I first thought, when starting this post, that the subject was a "gift". Long-time readers of this blog will recall that I once blurted out - I didn't know what therapy was all about! Readers will also remember that the sign about therapy given unto me, as Linus gave one that Christmas to Charlie Brown, was built on the logic of the ICF (International Classification of Functioning, Disability and Health). That is, there are contexts for how a person served will function, across the domains of cognition, communication and swallowing. That is, though observer (therapist) A might see the person served at mealtime, showing behavior B (eating without coughing, choking), observer C (teacher, nurse, direct care staff) may report that the person, at mealtime, is doing behavior D (coughing up a lung). The therapist can also see the person served as an impairment of bodily function (loss of base of tongue retraction), vs impaired performance of an activity (chewing and swallowing a hot dog and bun), vs impaired participation in a social environment (eating dinner with friends in a restaurant).
As the designated expert in this clinical situation, you may have the answer sought to help a person served - often in a single observation, a cross-sectional observation that may capture sufficient data to pin down a diagnosis for therapy - or you may not. To get your job done as a diagnostician, answer these questions: are your tools sufficiently sensitive and specific to meet the clinical needs you have anticipated? Did you schedule the evaluation at the appropriate time? Did you access sufficient history beforehand, to plan an evaluation? If you enter the evaluation setting and you discover the person has entirely different needs than first reported, what are your backup plans?
Speech-language pathologists are able to study the culture of their work environment, to compose their personal ethnography of the worksite. This analysis of the physical setting, the persons served and the staff serving them gives you perspective for the needs of your person served, in the environment where their function is in question. Ethnographic study of an observation grows out of a longitudinal observation, borne out of multiple observation data collections; you note during the observations, trends in behaviors, the lines of formal power and actual power among staff and persons served, and the factors that may contribute to the presenting problem with the person served.
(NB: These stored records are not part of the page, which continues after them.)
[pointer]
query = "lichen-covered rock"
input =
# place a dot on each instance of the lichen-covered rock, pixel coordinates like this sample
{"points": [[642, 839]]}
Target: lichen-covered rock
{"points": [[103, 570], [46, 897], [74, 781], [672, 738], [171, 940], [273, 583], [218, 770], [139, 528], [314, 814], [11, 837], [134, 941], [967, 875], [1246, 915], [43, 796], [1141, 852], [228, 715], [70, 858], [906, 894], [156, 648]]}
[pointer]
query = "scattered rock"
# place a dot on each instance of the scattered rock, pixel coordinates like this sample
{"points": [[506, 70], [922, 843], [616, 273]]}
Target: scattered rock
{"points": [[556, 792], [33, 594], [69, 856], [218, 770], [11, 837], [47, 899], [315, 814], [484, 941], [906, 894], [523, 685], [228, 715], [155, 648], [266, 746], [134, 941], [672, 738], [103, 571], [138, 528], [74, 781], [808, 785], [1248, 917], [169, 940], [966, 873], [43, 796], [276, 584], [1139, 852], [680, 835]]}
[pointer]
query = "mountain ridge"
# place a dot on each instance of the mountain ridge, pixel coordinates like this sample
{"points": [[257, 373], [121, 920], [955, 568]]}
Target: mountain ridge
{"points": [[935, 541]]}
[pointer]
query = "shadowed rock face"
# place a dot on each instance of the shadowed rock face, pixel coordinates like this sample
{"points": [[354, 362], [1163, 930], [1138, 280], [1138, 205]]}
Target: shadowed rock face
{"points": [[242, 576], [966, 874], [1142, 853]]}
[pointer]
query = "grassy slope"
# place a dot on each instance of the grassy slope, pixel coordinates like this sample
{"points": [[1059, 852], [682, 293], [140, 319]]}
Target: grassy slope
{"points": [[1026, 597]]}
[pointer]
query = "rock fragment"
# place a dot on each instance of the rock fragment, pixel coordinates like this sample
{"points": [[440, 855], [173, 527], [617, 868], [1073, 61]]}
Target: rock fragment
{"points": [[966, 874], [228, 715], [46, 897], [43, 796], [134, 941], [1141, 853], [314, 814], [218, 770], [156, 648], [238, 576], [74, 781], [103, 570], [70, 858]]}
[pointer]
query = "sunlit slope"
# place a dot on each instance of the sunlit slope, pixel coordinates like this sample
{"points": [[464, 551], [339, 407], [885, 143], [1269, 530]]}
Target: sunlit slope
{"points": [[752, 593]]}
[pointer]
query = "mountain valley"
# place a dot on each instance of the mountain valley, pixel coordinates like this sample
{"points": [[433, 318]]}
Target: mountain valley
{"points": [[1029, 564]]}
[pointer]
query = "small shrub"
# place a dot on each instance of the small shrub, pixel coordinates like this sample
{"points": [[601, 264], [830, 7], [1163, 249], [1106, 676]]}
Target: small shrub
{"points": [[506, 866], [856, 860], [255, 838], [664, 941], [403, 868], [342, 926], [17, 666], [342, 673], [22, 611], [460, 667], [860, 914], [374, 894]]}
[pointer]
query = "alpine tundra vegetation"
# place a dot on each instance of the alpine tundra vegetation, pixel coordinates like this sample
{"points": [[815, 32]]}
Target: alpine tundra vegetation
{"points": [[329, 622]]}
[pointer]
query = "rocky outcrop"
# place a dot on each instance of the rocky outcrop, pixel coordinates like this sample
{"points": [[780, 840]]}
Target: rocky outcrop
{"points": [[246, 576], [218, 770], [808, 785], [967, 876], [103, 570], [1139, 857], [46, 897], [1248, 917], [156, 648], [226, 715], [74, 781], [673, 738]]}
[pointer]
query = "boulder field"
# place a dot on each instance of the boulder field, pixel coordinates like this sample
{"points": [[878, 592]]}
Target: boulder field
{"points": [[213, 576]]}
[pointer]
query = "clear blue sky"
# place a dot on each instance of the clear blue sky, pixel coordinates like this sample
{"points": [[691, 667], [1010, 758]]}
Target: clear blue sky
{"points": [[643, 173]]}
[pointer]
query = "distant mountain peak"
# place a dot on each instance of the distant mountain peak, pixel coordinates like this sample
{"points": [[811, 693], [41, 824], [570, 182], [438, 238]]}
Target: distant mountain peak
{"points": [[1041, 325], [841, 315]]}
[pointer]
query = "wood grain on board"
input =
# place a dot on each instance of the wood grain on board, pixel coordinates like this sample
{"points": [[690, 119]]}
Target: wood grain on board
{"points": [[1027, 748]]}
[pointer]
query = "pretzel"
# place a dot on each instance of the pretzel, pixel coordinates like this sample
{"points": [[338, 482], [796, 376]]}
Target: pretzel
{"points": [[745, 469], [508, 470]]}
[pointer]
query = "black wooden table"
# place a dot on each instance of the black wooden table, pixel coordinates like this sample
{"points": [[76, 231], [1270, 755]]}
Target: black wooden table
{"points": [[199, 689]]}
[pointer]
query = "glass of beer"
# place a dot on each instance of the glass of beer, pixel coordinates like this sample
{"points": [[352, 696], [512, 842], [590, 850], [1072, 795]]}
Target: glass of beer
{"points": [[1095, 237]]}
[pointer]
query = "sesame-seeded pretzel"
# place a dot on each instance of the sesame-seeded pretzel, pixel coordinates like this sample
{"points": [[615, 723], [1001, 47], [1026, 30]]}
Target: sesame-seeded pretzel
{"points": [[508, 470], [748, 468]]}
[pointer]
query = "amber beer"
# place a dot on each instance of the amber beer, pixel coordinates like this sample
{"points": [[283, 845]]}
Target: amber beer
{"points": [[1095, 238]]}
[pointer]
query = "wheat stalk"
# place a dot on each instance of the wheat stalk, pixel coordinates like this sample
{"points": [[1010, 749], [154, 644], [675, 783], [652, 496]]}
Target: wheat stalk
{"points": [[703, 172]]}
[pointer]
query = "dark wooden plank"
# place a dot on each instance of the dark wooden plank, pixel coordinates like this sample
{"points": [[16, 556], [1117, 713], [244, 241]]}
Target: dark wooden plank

For example, the person served may be a grade school student who is nonspeaking; therefore, at the center of concern by numerous school staff, family and peers. Those numerous persons in the circles (or cloud) of support surrounding the student, affect her/his function passively and actively. How the cloud of support persons affects the student's behavior in question; that is, how they facilitate or impede her/his ability to communicate needs, share information, follow conversational competence rules, and maintain social closeness; this can influence the organization of your evaluation for this student.
Your detective work for the person served in her/his environment, where you are a passive observer gathering data, helps control for an observer effect that can affect the validity of your evaluation. The benefits of your ethnography of the worksite culture pop out, like snowdrop bulbs pop from snowbank before spring. What influences your person served in their natural settings, will be invaluable for you in evaluation and treatment planning.
I often tell the persons I serve, at the time of the initial evaluation, "your job is to get rid of me". Well designed and executed SLP treatment plans come about, partially as a result of a well - done evaluation. The evaluation, in turn, is most effective when the environments for a person served are best understood. Remarks overheard in a typical clinical environment: "Who is that guy, and what is he doing here?". He is lying in wait.
I occasionally tell my fellow healers with a half-smirk on my face, when trying to justify some bump in the road during a tough workday: "You know, speech therapy has an inferiority complex". It's an off - handed comment, very much like the very bad joke I use to decline a high-carb treat offered at work: "it makes my hair fall out". Some of my workdays are tough, though they're not any more frequent than those of any other speech-language pathologist. We're the communication specialists, aren't we? It's part of our mission to close the circle, to help
the joint establishment of meaning.
I share that comment about inferiority, because it sometimes feels as if everybody thinks they can do speech therapy. That's right! All the people with whom I work; all my family; neighbors; producers of TV shows and movies; the stakeholders of persons served, and their relatives and neighbors, etc. All these folks and more try to tell the story of CSD, without employing speech therapists to do the storytelling...I am Woody Allen on a "Dick Cavett Show" stage, kvetching about how unappreciated my colleagues and I can feel. Thirty-six years of work since receiving my "C's", have taught me that there is no shortage of others who know and can do an SLP's work, better than an SLP can.
My colleagues tell me that I shouldn't get my arytenoids in a bunch, about the free advice on clinical practice I'm given almost daily. Do I get this advice, because I slighted a person served? Does the advice betray some insecurity I have about my competence for the job? Should I just shut up and then say, "thank you" to my benefactors? I love my work, and know I do often make a difference. But, regardless of their motivation, it seems that there still occur in our practice settings, circumstances that bring about -
* no referral
* late referral
* vague referral
* colleagues making treatment decisions
* direct care staff making treatment decisions
We'll drill down - or, lift the shells - in a subsequent blog post.